Thornes Market in Northampton. A class from Greenfield Community College did a case study of it as a class project.
Thornes Market in Northampton. A class from Greenfield Community College did a case study of it as a class project. Credit: Daily Hampshire Gazette/Carol Lollis

GREENFIELD — Presenting her group’s work to Thornes Marketplace, a Greenfield Community College student showcased the Instagram account she had created for the class project.

Sierra Myers, a Northampton native, had created the social media page, filled with pictures and followers from the ground up for the well-known Main Street shopping spot, which did not have an Instagram page before this.

“As I was doing my presentation and I was like ‘so you guys now have this Instagram account,’” Myers said. “And then I was like ‘or you could just have me run it.’”

Thornes decided to take up Myers on her offer, and Myers is now spending her summer as an intern at the marketplace, before she moves onto attending Bay State College in Boston to study marketing and fashion merchandising.

For Myers though, this summer is more than just an opportunity to show how she can help bring in new, young customers to the businesses, while building the brand of Thornes.

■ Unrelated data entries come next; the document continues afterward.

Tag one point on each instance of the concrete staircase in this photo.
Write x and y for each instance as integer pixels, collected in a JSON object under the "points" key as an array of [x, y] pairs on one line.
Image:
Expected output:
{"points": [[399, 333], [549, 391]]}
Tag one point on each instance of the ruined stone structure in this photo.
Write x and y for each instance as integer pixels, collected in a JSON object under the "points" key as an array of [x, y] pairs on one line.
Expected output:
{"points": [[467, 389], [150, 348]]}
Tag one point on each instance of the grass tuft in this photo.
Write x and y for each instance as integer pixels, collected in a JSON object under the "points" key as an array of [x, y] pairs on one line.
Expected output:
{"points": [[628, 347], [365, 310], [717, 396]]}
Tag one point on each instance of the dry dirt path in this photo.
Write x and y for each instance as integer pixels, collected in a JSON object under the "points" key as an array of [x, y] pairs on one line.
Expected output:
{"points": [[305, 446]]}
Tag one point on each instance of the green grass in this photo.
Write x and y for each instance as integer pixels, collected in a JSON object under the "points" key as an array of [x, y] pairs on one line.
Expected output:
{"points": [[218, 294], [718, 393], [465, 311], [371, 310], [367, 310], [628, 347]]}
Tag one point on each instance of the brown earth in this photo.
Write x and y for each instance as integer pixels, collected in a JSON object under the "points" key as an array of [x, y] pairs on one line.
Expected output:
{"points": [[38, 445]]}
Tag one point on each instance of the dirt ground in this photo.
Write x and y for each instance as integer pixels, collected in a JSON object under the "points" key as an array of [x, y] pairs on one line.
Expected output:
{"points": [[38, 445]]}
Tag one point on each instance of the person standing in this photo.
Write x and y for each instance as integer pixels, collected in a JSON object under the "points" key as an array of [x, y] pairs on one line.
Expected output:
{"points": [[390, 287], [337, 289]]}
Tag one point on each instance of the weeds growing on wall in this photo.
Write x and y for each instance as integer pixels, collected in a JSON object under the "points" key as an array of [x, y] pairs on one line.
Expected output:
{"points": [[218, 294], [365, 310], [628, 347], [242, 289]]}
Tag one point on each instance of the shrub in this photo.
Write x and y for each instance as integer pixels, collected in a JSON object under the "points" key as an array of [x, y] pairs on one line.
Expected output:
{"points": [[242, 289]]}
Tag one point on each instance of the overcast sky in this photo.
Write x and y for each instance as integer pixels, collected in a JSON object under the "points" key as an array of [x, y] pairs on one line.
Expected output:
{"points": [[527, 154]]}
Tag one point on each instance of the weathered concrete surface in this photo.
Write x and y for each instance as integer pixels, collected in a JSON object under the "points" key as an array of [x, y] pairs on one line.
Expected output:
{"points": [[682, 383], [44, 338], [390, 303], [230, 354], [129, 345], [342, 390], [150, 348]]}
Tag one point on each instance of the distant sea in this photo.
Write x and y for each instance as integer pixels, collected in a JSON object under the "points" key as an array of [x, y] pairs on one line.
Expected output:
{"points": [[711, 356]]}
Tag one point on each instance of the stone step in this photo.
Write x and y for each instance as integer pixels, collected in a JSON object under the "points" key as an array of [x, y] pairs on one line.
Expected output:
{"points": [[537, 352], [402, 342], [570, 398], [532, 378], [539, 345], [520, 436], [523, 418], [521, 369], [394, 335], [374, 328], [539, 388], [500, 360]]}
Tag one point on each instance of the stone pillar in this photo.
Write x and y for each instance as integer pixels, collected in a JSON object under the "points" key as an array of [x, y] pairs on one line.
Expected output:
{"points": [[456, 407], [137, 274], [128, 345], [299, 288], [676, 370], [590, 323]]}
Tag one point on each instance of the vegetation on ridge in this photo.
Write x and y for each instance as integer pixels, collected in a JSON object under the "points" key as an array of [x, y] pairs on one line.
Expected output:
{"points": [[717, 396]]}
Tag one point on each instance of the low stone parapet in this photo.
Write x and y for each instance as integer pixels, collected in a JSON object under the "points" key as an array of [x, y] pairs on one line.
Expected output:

“It’s been one of my dreams to work at Thornes,” 26-year-old Myers said.

For the class, led by its professor Tina Stevens, was tasked to review a local business, like an agency would normally do. This year Stevens’ “Principles of Marketing” class elected to do its case study on Thornes Marketplace, which welcomed feedback from the 15 marketing students.

The business sought out suggestions from the Greenfield Community College students, based on data and research and then applied to in-house assessments, to address Thornes’ chief difficulty lately: increase foot traffic on its various floors.

“It’s important that they learn those concepts and I think in this class you could really see they learned the concepts and applied it,” Stevens said. “They owned it and they used it and that’s how they found their solutions.”

Myers, among her peers, found different strategies to help the building that was first created as the McCallum’s Dry Goods store in 1873 and later into a department store. Now it hosts several shops under the Thornes roof.

The marketing is currently run by Jody Doele, who Stevens knows from the Northampton Chamber of Commerce. She embraced the suggestions from the students.

“While we expected to gain an insight or two from the process, we didn’t anticipate the quality and abundance of feedback received,” Doele said in a press release. “The experience wound up being a very illuminating and energizing one for our management team.”

Doele also has quickly become a mentor of Myers.

“She has so much on her plate. She is a very inspiring woman,” Myers said. “She does all of the marketing. She is constantly running around. She really holds Thornes in the palm of her hand.”

And the same could be said for Stevens, who Myers also praised.

“She is the best professor. She definitely inspired me and helped me to hone in on my passion and what I want to do,” Myers said. “It is important for women empowering women.”

And when walking through Thornes Marketplace recently, Stevens saw Myers.

“Are you marketing?” Stevens said to Myers, who she said replied back with a “yes!”